Detection of capsular antigen is the most reliable diagnostic tool for cryptococcosis. Cryptococcal antigen can be detected in serum, CSF, and urine specimens. Detection of capsular antigen can be done by latex agglutination (LA) assays, enzyme immunoassays (EIAs), or the novel lateral flow assay (LFA). The latex agglutination assay has been used for several decades for the detection of cryptococcal antigen and has a higher sensitivity and specificity than India ink staining. Latex particles are coated with anticryptococcal antibodies, and in the presence of cryptococcal antigen will agglutinate, forming visible clumps that are subjectively read on a predefined scale. The sensitivity and specificity of the LA tests vary with manufacturer and the use of pronase. A study comparing four commercially available LA tests and an EIA test to culture found a serum sensitivity of LA that ranged from 83 to 97%. The tests with the lowest sensitivity did not use pronase on serum specimens.
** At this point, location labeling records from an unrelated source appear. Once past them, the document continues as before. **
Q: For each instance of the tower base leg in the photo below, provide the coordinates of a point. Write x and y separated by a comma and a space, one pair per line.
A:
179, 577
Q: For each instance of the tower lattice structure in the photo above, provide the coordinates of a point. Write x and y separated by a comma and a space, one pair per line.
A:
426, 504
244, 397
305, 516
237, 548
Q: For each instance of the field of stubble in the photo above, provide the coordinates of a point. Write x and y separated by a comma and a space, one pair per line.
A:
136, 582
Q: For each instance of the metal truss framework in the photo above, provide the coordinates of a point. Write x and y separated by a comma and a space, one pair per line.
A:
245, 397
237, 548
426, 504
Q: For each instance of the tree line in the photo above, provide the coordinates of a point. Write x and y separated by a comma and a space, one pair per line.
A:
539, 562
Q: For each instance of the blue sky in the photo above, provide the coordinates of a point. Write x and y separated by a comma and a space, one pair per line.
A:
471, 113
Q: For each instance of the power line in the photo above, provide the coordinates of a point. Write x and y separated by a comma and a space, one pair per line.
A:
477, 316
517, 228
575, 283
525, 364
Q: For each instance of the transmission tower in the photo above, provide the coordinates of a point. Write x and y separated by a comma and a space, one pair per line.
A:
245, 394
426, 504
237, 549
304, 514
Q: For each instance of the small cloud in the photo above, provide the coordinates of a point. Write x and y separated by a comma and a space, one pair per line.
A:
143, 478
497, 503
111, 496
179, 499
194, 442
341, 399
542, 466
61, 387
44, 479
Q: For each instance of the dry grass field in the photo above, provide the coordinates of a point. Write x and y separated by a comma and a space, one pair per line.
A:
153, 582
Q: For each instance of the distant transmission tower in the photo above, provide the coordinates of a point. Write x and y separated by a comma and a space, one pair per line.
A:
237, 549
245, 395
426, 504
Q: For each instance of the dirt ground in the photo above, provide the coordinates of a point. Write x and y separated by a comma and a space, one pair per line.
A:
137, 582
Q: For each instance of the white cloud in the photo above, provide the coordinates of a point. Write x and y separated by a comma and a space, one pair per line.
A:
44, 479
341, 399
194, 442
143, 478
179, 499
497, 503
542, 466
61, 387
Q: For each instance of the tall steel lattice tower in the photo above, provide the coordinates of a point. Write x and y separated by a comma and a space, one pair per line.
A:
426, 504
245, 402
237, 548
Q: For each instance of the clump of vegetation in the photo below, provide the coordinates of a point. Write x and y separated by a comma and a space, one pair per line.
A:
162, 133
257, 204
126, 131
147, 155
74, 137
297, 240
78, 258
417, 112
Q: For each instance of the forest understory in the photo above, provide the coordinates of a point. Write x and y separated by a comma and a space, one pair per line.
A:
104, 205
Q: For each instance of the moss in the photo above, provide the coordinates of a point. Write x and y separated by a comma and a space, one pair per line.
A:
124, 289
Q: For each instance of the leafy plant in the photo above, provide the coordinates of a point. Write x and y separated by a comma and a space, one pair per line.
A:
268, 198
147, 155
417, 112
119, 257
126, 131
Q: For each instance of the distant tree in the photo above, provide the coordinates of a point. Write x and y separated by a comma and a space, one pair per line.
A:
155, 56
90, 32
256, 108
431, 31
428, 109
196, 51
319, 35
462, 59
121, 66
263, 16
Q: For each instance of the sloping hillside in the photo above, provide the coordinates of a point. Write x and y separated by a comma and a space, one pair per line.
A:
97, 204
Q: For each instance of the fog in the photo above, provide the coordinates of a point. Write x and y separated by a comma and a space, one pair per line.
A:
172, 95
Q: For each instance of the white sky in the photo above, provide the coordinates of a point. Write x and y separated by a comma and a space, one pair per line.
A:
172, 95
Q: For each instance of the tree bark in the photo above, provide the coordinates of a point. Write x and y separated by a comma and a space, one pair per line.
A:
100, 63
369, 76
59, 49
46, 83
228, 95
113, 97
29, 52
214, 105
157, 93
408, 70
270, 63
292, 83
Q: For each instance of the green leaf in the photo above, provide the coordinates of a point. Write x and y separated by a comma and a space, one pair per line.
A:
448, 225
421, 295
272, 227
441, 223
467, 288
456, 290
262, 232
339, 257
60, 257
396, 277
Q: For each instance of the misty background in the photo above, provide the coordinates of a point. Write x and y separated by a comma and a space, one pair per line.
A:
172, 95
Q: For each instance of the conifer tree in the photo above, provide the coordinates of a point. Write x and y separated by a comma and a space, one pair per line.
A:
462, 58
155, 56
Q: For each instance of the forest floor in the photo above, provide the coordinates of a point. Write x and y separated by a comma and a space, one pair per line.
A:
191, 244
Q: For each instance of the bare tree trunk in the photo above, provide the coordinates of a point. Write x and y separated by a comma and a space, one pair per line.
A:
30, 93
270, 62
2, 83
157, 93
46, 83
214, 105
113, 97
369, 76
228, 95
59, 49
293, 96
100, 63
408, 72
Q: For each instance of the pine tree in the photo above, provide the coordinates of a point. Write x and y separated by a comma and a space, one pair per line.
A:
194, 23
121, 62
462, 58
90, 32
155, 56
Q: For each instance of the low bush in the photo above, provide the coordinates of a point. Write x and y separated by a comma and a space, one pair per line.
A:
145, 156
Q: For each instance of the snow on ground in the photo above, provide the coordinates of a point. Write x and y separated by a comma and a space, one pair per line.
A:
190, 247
The specificity of the LA on serum ranged from 93 to 100%. The CSF sensitivity and specificity of the LA test was high and ranged from 93 to 100%, while the specificity range was 93 to 98%. The sensitivity and specificity on EIA testing of CSF was 100% and 98%, respectively. The sensitivity and specificity of the EIA on serum was 93% and 96%, respectively. Although the LA performs well when compared with EIA and culture, its primary limitation is that it is a cumbersome manual test with subjectivity in the interpretation of the result. The test also requires laboratory equipment and refrigeration of reagents, making it unsuitable for use in remote resource limited settings.

In 2009, a rapid point of care diagnostic test known as the lateral flow assay (LFA) was developed. The Cryptococcal antigen (CrAg) LFA is a capillary flow sandwich immunochromographic assay that can be done as a point of care test. Gold-conjugated anticryptococcal monoclonal antibodies and control goat IgG antibodies are deposited on a membrane on the test strip. Specimen diluent is added to a tube to which 40 μL of the patient specimen is added. The test strip is added to the tube and incubated at room temperature for 10 minutes before the result is read. The specimen migrates by capillary flow up the test strip, and in the presence of cryptococcal antigen will bind to the anticryptococcal monoclonal antibodies. The bound antibodies will continue to flow up the dipstick to the detection lines. The first detection line contains immobilized anticryptococcal monoclonal antibodies, and the distal line contains immobilized bovine antigoat IgG antibodies. A gold-conjugated anticryptococcal antibody that is bound to cryptococcal antigen will bind to the first detection line containing anticryptococcal antibody, creating a sandwich that is detected as a visible line at the test line site. The control goat IgG antibodies will continue to migrate up the test strip and bind to the bovine antigoat IgG antibodies and be detected as a visible line in the control test line. A positive test is indicated by the presence of two lines (the test line and the control line); a negative test is indicated by the presence of the control line only. An invalid test is indicated by the absence of a control line. The sensitivity and specificity of the lateral flow assay is very high, with high levels of concordance with EIA and latex agglutination assays. In a study using archived specimens in Thailand, the LFA was positive in all blood culture positive specimens and had strong concordance with the EIA on testing of serum. The LFA has also been shown to have high sensitivity in detection of all serotypes (A–D). The test has been approved by the Food and Drug Administration for use on serum and CSF.

The introduction of the lateral flow assay has the potential to revolutionize cryptococcal diagnosis in resource limited settings. It is as simple to perform as a urine pregnancy test, and therefore does not require trained laboratory personnel. It can be performed in the field and does not require sophisticated laboratory equipment, refrigeration and/or centrifugation.